Espero que no os haya decepcionado la ausencia de lemon u_u Durante los últimos capis he puesto bastantes escenas, tal vez demasiadas, y aparte de que es agotador por el esfuerzo que me supone, me da la impresión de que empiezan a ser repetitivas. Además he recibido comentarios en este sentido, de que tanto lemon llega a sacar al lector de la trama, y eso no es lo que quiero. El lemon no es lo importante del fic, sólo un recurso secundario de fanservice, y si estorba a la trama es mejor ir limitándolo (además, reconozco que por mucho que me esfuerce jamás tendré la "magia" de otras autoras que escriben unos lemon espectaculares y superespeciales, los míos jamás serán así). Eso no quiere decir que ya no vaya a haber más lemon, de hecho tengo pensado algunas escenas muy hot en momentos puntuales; sólo que no las habrá cada dos por tres.
Ya el final plantea la apertura de una nueva subtrama, con la captura/secuestro de Fenrir. Supongo que lo sabréis, pero por si acaso no está de más que os recuerde que según los mitos Fenrir fue apresado por los asgardianos y encadenado con la cadena Gleipnir, estando vaticinado que su liberación marcaría el inicio del Ragnarök. En los siguientes capis veréis mi interpretación de esta parte del mito dentro de la historia y las consecuencias que tiene eso sobre nuestra parejita. Sin querer desvelar mucho, os adelanto un cambio de escenario y una gran sorpresa, de modo que aunque este capi se os haya hecho soporífero os garantizo que el final del que viene merecerá la pena.

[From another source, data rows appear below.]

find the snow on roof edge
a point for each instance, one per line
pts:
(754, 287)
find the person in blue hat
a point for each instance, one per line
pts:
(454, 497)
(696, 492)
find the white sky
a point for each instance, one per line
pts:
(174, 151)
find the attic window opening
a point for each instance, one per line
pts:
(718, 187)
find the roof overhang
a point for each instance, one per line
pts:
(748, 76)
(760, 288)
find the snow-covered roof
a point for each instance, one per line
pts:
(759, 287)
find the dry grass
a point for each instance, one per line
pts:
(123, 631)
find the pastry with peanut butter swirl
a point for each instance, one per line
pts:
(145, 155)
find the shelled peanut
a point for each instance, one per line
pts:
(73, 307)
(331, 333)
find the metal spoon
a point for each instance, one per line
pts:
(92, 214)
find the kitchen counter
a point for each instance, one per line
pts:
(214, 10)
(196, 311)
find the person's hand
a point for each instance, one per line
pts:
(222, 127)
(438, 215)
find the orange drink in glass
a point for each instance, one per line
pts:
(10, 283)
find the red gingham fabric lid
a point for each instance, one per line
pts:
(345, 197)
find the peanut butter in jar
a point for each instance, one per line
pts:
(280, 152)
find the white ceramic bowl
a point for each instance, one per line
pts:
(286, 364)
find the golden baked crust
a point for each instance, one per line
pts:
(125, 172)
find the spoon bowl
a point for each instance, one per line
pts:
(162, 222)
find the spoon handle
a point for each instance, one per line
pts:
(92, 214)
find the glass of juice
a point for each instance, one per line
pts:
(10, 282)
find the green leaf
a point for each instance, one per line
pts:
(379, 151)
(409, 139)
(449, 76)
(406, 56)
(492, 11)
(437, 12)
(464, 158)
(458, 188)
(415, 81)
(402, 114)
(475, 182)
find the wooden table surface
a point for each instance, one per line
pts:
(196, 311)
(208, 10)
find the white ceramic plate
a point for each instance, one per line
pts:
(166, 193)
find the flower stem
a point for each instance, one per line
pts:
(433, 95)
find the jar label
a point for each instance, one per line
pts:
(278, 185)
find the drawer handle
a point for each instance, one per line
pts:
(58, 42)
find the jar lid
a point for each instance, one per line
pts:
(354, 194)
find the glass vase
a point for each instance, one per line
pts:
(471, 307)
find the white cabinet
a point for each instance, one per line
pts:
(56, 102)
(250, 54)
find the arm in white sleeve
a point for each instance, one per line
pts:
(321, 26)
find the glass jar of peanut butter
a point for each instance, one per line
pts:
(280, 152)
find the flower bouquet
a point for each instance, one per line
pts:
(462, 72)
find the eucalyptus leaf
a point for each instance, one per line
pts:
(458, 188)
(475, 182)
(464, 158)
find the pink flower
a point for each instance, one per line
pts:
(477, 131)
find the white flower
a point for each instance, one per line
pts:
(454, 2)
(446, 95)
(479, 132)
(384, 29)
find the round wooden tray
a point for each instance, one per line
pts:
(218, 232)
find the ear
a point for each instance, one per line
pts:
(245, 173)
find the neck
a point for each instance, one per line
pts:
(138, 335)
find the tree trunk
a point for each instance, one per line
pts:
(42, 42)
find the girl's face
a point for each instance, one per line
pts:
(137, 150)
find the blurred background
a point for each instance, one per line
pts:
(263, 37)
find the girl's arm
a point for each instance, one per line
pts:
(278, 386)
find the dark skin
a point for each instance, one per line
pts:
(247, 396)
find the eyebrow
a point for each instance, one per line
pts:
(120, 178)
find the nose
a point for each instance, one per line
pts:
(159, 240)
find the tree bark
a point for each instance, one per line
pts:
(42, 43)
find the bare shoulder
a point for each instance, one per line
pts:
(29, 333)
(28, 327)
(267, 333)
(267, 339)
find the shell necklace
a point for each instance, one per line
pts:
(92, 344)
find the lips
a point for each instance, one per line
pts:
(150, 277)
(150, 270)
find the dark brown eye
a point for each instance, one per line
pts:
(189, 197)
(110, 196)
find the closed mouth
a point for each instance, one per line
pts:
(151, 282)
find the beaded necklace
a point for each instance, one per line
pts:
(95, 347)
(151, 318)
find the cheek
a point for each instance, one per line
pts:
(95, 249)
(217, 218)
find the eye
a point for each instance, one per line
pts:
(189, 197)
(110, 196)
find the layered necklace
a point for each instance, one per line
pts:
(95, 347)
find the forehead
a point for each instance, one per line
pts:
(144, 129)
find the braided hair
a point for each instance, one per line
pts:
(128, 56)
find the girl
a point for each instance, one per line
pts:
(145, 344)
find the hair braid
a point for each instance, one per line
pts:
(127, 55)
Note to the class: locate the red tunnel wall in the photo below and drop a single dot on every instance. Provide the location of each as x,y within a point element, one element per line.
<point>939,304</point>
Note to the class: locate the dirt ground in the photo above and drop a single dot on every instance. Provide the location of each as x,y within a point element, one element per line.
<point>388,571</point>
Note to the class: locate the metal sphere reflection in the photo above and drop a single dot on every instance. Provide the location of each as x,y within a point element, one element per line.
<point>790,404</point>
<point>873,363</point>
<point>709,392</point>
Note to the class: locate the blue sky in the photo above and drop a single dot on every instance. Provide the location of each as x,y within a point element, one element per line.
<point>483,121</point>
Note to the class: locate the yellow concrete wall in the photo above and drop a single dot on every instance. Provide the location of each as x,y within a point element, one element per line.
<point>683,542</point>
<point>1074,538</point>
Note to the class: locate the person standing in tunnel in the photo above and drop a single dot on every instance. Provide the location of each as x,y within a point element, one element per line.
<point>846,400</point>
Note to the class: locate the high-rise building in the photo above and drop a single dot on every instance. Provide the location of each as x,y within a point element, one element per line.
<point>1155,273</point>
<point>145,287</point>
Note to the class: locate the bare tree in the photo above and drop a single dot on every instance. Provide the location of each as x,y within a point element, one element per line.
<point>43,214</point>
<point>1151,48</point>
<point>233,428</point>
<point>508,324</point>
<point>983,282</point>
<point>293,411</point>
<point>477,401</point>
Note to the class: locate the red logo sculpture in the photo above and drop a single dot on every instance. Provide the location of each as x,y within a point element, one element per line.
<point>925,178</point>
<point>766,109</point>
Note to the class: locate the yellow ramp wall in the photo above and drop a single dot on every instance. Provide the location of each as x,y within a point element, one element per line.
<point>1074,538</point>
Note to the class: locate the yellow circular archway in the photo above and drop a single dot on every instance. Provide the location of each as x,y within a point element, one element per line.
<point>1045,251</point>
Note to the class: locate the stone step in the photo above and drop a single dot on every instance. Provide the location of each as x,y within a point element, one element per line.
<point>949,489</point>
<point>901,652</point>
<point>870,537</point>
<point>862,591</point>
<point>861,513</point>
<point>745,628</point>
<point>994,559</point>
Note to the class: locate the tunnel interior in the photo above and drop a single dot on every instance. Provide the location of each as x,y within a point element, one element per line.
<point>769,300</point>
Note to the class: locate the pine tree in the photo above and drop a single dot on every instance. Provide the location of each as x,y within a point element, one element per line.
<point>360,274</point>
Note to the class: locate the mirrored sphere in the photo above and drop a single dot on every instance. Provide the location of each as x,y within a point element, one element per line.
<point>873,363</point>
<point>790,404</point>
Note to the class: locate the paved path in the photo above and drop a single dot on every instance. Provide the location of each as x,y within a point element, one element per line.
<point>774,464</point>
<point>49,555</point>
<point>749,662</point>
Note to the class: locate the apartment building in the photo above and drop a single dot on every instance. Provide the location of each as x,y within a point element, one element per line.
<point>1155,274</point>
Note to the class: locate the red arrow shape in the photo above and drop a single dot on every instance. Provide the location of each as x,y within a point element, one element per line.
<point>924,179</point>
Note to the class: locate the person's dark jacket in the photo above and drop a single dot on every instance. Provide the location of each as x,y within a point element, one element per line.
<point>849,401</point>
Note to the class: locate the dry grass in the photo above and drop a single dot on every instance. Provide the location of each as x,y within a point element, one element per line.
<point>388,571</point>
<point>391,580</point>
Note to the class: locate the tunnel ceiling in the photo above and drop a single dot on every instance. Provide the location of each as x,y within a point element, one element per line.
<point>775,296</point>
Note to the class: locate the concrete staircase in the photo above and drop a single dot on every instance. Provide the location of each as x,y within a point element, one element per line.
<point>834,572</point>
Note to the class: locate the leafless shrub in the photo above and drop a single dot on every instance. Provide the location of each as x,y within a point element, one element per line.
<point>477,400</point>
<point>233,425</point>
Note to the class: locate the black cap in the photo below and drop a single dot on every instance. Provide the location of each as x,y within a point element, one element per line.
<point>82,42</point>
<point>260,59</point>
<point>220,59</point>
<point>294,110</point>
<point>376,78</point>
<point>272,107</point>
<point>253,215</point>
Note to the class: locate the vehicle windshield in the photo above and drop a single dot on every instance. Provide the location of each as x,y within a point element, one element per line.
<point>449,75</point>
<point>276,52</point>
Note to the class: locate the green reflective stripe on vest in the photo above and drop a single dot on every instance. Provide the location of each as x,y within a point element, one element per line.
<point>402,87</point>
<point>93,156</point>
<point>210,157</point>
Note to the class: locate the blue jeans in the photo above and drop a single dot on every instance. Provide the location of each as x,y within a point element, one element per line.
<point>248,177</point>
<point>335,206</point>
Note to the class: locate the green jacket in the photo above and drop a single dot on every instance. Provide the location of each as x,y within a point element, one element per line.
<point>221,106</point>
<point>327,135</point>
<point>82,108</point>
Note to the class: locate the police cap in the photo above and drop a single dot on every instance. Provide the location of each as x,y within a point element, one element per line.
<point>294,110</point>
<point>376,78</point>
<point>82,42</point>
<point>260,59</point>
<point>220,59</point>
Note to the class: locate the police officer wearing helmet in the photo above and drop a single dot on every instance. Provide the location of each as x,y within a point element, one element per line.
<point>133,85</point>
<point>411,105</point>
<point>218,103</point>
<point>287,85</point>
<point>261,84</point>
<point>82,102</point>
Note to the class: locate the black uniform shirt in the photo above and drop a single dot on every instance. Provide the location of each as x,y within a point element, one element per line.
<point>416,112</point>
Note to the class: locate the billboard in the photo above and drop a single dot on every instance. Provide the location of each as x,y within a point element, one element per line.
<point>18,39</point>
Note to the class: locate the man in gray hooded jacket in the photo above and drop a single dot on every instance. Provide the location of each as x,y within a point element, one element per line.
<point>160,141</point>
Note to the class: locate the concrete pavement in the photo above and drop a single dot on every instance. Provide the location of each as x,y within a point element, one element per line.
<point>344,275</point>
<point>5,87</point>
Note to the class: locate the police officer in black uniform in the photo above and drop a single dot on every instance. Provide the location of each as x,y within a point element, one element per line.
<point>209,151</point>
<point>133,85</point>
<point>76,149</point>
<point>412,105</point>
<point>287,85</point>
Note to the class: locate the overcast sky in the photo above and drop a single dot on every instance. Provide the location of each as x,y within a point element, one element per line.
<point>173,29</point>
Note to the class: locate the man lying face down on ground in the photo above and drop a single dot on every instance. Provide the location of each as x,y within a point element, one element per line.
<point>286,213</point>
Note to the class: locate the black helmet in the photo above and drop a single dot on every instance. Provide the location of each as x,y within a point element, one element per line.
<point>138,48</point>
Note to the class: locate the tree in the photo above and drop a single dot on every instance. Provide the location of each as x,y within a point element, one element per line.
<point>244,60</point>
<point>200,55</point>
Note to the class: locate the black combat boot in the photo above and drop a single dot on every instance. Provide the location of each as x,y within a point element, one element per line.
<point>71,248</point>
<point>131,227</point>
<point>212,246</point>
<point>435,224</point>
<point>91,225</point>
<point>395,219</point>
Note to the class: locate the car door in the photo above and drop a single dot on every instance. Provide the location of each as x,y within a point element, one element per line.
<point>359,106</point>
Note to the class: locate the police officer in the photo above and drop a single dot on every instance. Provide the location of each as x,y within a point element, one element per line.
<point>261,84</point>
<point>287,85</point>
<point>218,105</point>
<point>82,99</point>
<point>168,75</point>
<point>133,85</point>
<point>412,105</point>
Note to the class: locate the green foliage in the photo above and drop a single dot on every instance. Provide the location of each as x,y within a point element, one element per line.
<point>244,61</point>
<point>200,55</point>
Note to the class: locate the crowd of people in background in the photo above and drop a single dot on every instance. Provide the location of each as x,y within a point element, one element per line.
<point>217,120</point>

Qué más… ah, sí: espero que os haya gustado la idea de Loki recitando a Lord Byron. Ese poema siempre fue uno de mis favoritos y cuando me enteré de que circula un audio de Tom Hiddleston leyéndolo (podéis encontrarlo en Youtube, y lo he subido a mi blog de tumblr), no me pude resistir. Aparte, también he escuchado otras canciones para inspirarme como Forever de Breaking Benjamin o Cayman Islands de Kings of Convenience.
Ahora sí, corto y cierro. De nuevo gracias por leer y hasta la próxima.